Light FM Approximate Nearest Neighbours (ANN) example

In this notebook, we'll be building a hybrid LightFM model on the example movielens dataset.

We'll then store the item and user vectors, and build an ANN index over these for fast querying at scale. This technique can produce < 50ms response-times across millions of items.

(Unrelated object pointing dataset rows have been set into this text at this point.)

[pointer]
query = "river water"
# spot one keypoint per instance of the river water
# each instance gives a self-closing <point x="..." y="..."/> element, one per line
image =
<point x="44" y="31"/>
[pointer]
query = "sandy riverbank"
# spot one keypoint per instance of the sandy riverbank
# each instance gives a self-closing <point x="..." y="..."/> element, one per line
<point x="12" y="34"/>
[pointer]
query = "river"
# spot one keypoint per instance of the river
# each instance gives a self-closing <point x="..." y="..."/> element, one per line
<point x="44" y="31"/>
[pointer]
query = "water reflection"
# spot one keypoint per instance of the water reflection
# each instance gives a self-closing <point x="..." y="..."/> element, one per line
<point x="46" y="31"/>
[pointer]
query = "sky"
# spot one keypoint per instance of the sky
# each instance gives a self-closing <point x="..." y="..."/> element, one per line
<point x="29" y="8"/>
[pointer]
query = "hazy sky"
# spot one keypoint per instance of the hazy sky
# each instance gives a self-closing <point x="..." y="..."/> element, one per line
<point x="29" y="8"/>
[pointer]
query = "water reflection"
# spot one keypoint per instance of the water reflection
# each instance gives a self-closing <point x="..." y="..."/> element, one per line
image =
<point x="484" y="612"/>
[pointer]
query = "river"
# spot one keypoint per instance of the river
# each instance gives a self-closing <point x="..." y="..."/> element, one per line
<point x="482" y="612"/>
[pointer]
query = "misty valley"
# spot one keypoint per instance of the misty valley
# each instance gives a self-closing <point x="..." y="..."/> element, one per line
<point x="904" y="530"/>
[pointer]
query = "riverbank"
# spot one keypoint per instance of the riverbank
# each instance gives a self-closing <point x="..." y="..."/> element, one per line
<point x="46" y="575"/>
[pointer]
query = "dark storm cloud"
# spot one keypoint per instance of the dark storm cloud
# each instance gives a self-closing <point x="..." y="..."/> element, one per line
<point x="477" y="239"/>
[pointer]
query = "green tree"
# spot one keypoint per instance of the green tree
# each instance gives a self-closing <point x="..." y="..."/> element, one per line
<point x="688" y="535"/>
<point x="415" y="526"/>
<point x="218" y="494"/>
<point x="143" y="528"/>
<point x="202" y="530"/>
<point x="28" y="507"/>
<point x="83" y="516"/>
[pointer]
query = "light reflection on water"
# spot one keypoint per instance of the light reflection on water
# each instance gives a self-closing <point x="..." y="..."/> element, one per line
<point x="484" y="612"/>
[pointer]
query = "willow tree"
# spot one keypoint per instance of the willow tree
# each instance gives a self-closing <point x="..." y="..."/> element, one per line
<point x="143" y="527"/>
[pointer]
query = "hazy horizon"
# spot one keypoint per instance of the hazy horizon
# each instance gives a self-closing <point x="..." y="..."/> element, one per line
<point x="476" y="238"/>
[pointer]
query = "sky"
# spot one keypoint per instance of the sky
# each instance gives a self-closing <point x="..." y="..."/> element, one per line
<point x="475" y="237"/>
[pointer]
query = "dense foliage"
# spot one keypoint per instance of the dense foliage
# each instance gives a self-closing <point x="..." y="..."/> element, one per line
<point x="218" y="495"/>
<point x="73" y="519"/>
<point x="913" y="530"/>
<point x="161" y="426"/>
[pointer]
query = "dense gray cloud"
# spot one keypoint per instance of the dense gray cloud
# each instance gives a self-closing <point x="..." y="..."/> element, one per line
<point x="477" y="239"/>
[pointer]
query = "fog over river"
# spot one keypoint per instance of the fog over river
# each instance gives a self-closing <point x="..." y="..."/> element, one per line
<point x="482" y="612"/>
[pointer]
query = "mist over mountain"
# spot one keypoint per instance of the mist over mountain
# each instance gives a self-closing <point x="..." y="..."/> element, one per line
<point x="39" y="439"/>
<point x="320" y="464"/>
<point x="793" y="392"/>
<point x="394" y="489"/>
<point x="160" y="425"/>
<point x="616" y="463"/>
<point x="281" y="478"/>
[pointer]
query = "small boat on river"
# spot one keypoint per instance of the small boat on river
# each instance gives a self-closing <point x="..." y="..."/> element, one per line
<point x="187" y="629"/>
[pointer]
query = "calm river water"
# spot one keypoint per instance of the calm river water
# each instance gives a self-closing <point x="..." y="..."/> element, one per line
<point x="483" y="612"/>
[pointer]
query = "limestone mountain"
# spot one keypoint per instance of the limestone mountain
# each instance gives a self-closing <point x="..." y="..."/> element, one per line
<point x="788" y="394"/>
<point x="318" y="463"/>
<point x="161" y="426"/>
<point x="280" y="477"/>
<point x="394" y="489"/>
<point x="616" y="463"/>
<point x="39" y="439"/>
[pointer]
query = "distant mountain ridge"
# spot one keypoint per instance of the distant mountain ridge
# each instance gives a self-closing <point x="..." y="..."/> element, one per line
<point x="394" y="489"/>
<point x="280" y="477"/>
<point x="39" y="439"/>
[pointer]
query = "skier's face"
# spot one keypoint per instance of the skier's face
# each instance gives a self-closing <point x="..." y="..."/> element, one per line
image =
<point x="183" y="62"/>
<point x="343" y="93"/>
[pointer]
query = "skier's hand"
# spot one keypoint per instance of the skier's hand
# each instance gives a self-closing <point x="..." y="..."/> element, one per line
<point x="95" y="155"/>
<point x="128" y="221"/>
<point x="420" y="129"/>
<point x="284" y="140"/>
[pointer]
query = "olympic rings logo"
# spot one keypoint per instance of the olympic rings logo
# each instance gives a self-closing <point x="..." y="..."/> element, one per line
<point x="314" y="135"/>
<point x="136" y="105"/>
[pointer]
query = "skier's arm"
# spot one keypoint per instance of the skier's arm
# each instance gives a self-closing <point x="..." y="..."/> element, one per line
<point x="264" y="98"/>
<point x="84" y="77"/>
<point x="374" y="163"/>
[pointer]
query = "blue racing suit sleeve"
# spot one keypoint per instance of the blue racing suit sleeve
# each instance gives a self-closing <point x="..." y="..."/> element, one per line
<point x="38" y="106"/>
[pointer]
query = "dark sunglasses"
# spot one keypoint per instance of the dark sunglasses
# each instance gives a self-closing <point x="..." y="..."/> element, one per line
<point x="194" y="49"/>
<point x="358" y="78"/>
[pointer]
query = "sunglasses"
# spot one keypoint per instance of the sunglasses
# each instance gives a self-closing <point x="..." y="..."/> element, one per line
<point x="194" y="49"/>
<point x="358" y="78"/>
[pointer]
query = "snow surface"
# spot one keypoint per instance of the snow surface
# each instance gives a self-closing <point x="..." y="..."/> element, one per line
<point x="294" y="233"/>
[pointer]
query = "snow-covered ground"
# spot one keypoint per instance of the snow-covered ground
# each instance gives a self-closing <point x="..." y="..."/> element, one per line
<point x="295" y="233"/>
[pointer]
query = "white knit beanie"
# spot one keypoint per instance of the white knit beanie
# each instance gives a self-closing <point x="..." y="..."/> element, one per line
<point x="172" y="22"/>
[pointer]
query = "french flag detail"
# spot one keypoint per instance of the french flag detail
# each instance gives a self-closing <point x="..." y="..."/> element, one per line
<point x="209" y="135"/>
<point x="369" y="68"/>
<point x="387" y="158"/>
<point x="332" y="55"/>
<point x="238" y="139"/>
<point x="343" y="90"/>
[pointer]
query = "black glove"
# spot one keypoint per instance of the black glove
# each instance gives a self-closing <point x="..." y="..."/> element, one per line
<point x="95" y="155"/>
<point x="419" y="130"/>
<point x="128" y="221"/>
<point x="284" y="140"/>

We'll look at two popular ANN libraries, Annoy and NMSlib, and compare their performance.

Dependencies:

Annoy - https://github.com/spotify/annoy
NMSLIB - https://github.com/searchivarius/nmslib/tree/master/python_bindings

Firstly, let's import the data and build the Light FM model, as per the example in the docs:



In [1]:

    
%matplotlib inline
import numpy as np
import pandas as pd
from sklearn.metrics import pairwise_distances
import time
from lightfm.datasets import fetch_movielens

movielens = fetch_movielens()









    



/Users/lester/anaconda2/lib/python2.7/site-packages/lightfm/_lightfm_fast.py:9: UserWarning: LightFM was compiled without OpenMP support. Only a single thread will be used.
  warnings.warn('LightFM was compiled without OpenMP support. '



In [2]:

    
for key, value in movielens.items():
    print(key, type(value), value.shape)









    



('test', <class 'scipy.sparse.coo.coo_matrix'>, (943, 1682))
('item_features', <class 'scipy.sparse.csr.csr_matrix'>, (1682, 1682))
('train', <class 'scipy.sparse.coo.coo_matrix'>, (943, 1682))
('item_labels', <type 'numpy.ndarray'>, (1682,))
('item_feature_labels', <type 'numpy.ndarray'>, (1682,))



In [3]:

    
train = movielens['train']
test = movielens['test']



In [4]:

    
from lightfm import LightFM
from lightfm.evaluation import precision_at_k
from lightfm.evaluation import auc_score

model = LightFM(learning_rate=0.05, loss='warp', no_components=64, item_alpha=0.001)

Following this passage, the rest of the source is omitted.